A former Los Angeles police officer, Druley started the Administration and Justice Program at Butte College, subsequently teaching police as they worked toward associate of arts degrees. Later, he started the Fire Science Program.

“He had thousands of students over the years,” said Steve McNelis, a judge who teaches at Butte. Druley taught there for 31 years. “[Students] enjoyed his class. He was fun. It was real-world, not from some textbook.”

Services will be held Nov. 18 at 11 a.m. at the Masonic Family Center. Druley ’s daughter, Cindy Ferranti, said that in keeping with her father’s casual spirit (he was fond of wearing cowboy boots and Levis to class) and love of his second home in Kauai, attendees are asked to wear Hawaiian shirts.

Good ag news, bad ag news
The annual Farm-City Celebration kicked off Nov. 8, and events continue through the 15th.

On Nov. 13, 600 third-graders are scheduled to visit the University Farm. Nov. 15 is the dog run/walk, with 1-mile or 5K ventures around the University Farm. A dinner/dance at the Silver Dollar Fair Grounds caps off the festivities the night of the 15th. Tickets are available through the Butte County Farm Bureau (533-1473).

As if to further illustrate the importance of agriculture to the region’s economy, the olive industry has suffered a blow. The Glenn County Cooperative Extension reports that the olive fly infestation has led Bell Carter Olives in Corning to cease accepting olives from the Oroville area.

The flies’ eggs hatch into maggots that tunnel inside the olives, decaying the fruit.

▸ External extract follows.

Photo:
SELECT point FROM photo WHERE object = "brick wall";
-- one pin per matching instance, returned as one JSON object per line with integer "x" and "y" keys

The value of the olive crop in Glenn and Tehama counties alone totaled $22 million in 2002.

A meeting about the olive fruit fly is planned for Nov. 17 at Memorial Hall, 327 Fourth St., in Orland, beginning at 9 a.m.

Scour power
It’s been a month since more than 300 students and other community volunteers spread out to clean up the town in the sixth Scour and Devour event, which is an official club through Chico State University.

Event Director Jeff Boian, a Chico State senior who is affiliated with The Edge Christian ministry group, said that in the area where his team worked, near Bruce Road and Highway 32, six or seven Dumpsters were filled totaling “well over 12 tons” of trash. “It was by far the biggest event that we’ve had in terms of trash picked up,” Boian said.

“There were many big items,” he said, including refrigerators and TVs. “People think the easiest way to get rid of it is just leave it.”

For safety reasons, the volunteers didn’t clean up the old Humboldt Dump property, although some of the property owners donated to the cause.

Also contributing their services were LifeScapes landscape company and Norcal Waste Systems. The Neal Road Landfill waived its tipping fees.